Date of Award

Spring 1-1-2015

Document Type

Thesis

Degree Name

Master of Arts (MA)

Department

Anthropology

First Advisor

Matt Sponheimer

Second Advisor

Herbert Covert

Third Advisor

Darna Dufour

Abstract

It has been argued that there is an inverse relationship between health and socioeconomic status (SES). Individuals of low SES, as defined by low levels of education and income, are more likely to have poor health and higher observed rates of cardiovascular disease and obesity. The federal government, primarily the United States Department of Agriculture and the United States Department of Health and Human Services have responded with various nutritional policies and subsidies that strive to diminish disparity and promote overall good health. These policies largely focus on increasing access to both supermarkets and fresh produce in low socioeconomic areas, working under the assumption that improved access will increase consumption of healthier foods. One potential limitation of recommendations from government agencies designed to increase access to supermarkets is the assumption that grocery store produce does not vary in quality from store to store or over time. If this assumption is untrue, these policies may not be sufficient to provide equal access to healthy foods.

This thesis is a preliminary examination of this fundamental assumption behind food policies and is comprised of three parts: 1) A concise literature review of the factors that affect health, especially with relation to cardiovascular disease, overweight, and obesity, 2) a description of the macronutrient components explored during this study and the analytical methodology used to understand the quality of foods in a diet, and 3) a pilot study that examines the nutritional variance of supermarket produce from disparate socioeconomic areas.

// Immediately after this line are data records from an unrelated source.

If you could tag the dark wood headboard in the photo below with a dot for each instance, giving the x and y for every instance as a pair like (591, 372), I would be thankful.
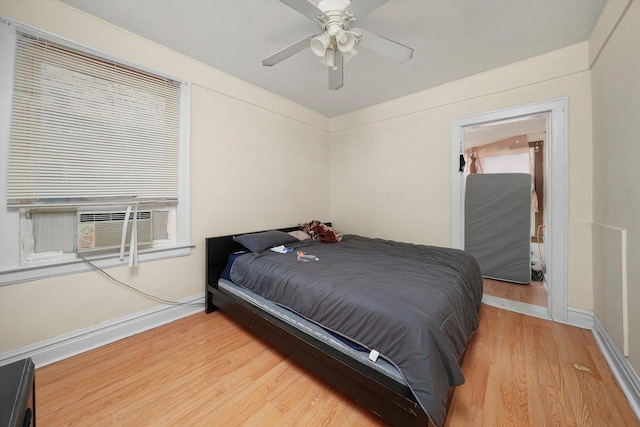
(218, 250)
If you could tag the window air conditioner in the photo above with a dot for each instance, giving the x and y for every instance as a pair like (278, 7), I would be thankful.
(99, 231)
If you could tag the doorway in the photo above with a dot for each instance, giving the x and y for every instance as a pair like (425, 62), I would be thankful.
(555, 187)
(504, 153)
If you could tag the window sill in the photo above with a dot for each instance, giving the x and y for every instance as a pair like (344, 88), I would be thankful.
(27, 273)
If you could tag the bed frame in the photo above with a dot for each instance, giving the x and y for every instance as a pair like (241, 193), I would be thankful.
(389, 399)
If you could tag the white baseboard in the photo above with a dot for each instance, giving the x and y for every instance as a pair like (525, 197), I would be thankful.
(580, 318)
(518, 307)
(620, 366)
(61, 347)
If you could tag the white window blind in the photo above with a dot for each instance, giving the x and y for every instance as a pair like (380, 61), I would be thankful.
(88, 130)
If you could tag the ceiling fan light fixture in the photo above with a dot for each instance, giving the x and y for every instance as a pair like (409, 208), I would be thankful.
(320, 43)
(331, 5)
(329, 58)
(346, 40)
(346, 56)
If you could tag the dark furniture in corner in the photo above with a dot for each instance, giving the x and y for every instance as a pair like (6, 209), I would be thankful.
(17, 394)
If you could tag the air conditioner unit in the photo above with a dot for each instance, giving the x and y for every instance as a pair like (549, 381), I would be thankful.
(102, 230)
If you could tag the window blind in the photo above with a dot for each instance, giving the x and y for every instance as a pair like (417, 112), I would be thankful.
(87, 130)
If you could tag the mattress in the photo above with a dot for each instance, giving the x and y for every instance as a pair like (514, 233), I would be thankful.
(498, 225)
(416, 305)
(381, 365)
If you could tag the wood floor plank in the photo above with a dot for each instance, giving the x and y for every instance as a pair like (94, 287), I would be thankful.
(207, 370)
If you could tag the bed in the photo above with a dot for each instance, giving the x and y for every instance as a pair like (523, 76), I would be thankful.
(394, 351)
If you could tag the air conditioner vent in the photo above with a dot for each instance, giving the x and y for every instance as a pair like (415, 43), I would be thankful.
(99, 231)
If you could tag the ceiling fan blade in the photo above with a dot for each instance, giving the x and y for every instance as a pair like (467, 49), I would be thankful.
(335, 73)
(288, 51)
(385, 47)
(306, 8)
(361, 8)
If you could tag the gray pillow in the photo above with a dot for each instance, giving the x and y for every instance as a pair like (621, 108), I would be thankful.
(258, 242)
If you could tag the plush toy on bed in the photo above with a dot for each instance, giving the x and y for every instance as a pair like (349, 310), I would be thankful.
(320, 231)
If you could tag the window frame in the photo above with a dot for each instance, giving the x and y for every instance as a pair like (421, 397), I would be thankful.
(12, 268)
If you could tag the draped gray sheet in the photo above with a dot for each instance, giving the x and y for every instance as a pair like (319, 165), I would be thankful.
(417, 305)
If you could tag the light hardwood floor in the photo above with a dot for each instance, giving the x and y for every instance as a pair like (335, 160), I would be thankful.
(205, 370)
(533, 293)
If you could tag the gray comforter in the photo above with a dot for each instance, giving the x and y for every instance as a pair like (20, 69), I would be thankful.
(417, 305)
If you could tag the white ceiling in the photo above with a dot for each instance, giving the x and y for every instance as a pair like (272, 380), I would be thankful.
(452, 39)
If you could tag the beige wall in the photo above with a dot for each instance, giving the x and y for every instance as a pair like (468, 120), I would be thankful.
(381, 171)
(390, 163)
(616, 129)
(250, 170)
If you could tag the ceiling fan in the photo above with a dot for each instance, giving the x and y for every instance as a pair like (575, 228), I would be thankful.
(337, 40)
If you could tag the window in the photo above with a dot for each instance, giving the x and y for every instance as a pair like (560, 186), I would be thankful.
(94, 156)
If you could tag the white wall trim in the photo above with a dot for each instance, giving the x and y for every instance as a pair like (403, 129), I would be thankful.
(580, 318)
(61, 347)
(620, 366)
(518, 307)
(556, 188)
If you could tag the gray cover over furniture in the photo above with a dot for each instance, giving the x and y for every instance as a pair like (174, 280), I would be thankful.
(417, 305)
(498, 225)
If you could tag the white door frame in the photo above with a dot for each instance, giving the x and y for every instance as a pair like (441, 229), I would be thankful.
(556, 185)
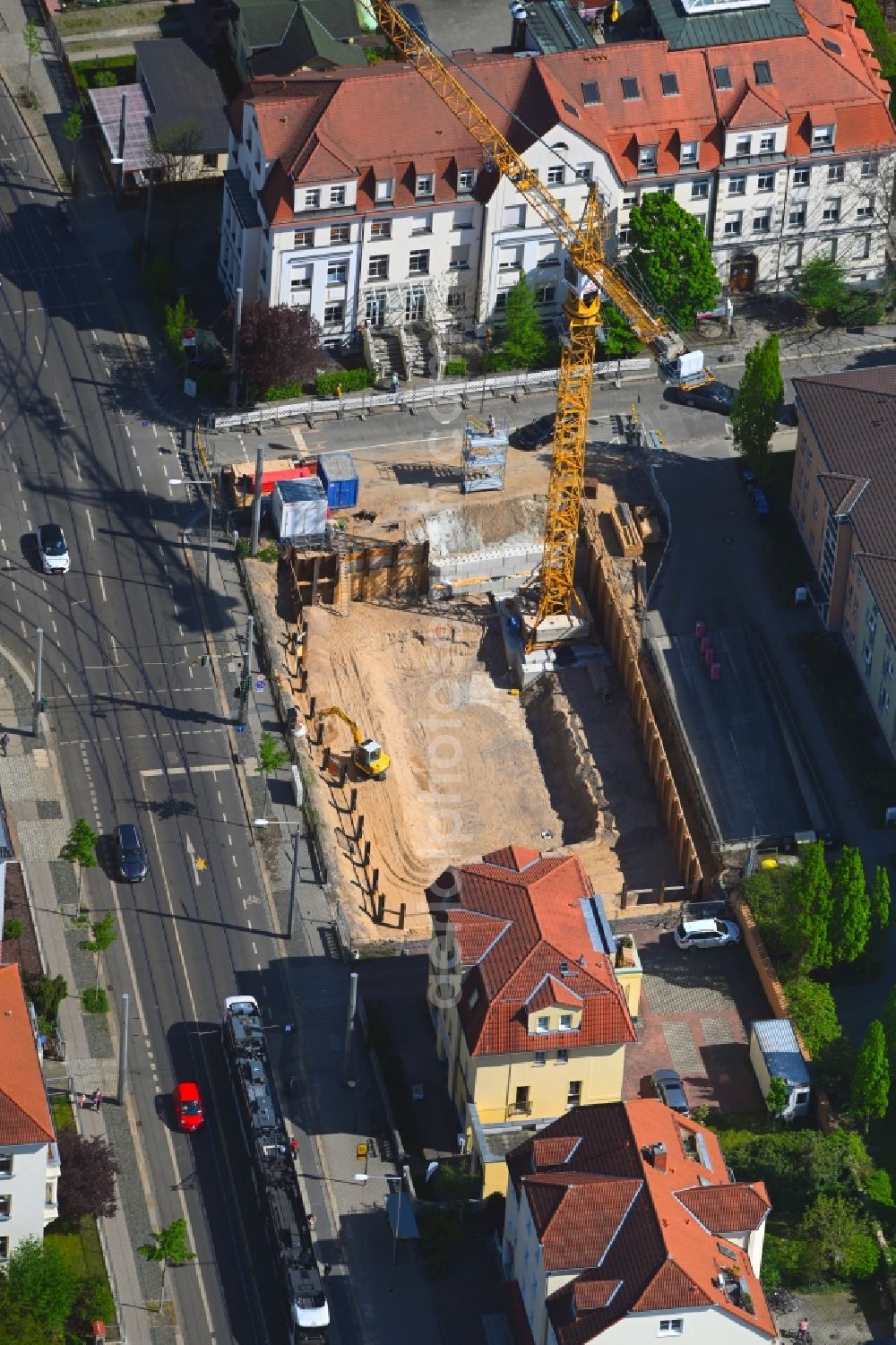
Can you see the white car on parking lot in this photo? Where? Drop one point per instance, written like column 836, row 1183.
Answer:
column 707, row 934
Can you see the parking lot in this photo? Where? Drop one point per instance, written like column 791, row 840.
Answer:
column 696, row 1011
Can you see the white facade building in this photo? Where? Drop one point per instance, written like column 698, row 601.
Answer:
column 29, row 1156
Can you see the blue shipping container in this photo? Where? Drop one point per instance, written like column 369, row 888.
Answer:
column 340, row 478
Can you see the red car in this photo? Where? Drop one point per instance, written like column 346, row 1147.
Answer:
column 188, row 1108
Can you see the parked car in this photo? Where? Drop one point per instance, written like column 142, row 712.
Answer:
column 187, row 1103
column 670, row 1090
column 707, row 397
column 534, row 435
column 53, row 549
column 707, row 934
column 131, row 861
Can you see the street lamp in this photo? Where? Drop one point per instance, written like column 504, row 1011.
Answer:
column 294, row 883
column 180, row 480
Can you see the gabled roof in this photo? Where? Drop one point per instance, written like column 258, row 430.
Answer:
column 528, row 927
column 606, row 1204
column 24, row 1116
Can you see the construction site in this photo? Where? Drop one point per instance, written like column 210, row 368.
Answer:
column 396, row 627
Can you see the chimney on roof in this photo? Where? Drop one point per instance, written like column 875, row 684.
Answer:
column 658, row 1156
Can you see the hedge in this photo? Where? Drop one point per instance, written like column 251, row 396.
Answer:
column 349, row 380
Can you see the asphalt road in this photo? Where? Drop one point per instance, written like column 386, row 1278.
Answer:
column 137, row 728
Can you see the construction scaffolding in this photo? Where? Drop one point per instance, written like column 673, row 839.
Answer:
column 483, row 456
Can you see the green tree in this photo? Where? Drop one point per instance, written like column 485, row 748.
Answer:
column 850, row 913
column 525, row 341
column 104, row 935
column 871, row 1082
column 758, row 404
column 42, row 1283
column 672, row 258
column 73, row 131
column 31, row 38
column 890, row 1028
column 168, row 1247
column 778, row 1095
column 81, row 849
column 880, row 904
column 272, row 756
column 839, row 1245
column 810, row 910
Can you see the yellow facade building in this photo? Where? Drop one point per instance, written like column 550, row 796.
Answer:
column 531, row 996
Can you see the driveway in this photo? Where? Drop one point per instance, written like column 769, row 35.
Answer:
column 696, row 1011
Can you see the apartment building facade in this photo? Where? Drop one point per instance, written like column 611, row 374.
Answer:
column 361, row 195
column 29, row 1156
column 844, row 502
column 530, row 1011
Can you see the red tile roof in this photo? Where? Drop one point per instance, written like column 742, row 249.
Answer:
column 24, row 1116
column 606, row 1196
column 385, row 121
column 521, row 929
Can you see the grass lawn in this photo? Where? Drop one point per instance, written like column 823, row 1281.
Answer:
column 109, row 18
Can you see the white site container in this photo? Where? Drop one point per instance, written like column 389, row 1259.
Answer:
column 299, row 507
column 774, row 1052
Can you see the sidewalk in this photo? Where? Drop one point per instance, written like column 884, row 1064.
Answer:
column 39, row 822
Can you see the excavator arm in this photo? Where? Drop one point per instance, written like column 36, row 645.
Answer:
column 582, row 242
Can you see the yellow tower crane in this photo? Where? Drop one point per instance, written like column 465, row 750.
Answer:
column 582, row 242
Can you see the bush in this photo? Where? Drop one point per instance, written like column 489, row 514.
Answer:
column 94, row 1001
column 350, row 381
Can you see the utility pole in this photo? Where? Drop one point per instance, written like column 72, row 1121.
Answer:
column 256, row 499
column 123, row 1048
column 235, row 350
column 38, row 686
column 246, row 674
column 294, row 884
column 350, row 1024
column 121, row 142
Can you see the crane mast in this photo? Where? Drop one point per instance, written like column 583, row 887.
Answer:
column 582, row 242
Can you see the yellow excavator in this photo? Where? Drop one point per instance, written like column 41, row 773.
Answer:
column 366, row 754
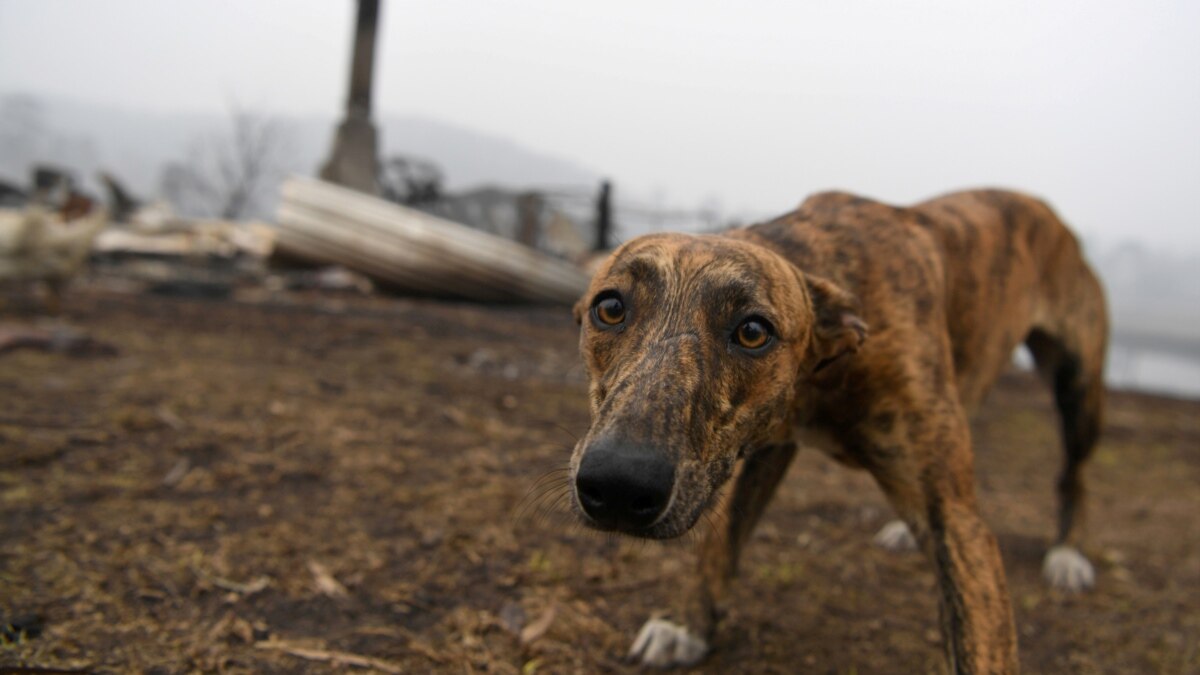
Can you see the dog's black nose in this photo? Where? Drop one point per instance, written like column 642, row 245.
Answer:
column 623, row 485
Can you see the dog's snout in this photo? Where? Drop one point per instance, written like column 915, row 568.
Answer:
column 623, row 485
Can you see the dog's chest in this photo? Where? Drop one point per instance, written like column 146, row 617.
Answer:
column 822, row 440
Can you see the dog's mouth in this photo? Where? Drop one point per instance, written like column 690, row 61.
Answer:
column 639, row 493
column 670, row 525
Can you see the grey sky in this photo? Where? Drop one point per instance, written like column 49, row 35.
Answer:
column 1095, row 106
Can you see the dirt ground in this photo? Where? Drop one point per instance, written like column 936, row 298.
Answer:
column 307, row 483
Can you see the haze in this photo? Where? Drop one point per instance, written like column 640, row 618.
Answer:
column 749, row 106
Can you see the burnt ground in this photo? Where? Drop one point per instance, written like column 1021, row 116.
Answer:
column 309, row 483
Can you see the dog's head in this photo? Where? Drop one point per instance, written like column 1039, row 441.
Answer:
column 695, row 347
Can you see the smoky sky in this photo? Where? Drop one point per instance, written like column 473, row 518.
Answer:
column 748, row 106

Preliminary results for the produce analyzed refute the assumption that all grocery store produce is equivalent in quality. When the samples are pooled, they are comparable to the USDA reported values. However, when samples are compared across supermarket and season, macronutrient content of these samples significantly vary. Differences between supermarkets are more strongly contributing to the observed variation than differences between seasons. Differences between supermarkets are driven to some extent by the amount of water that these fruits and vegetables contain. In general, produce purchased from the low SES supermarket contains more water than those from the high SES supermarket.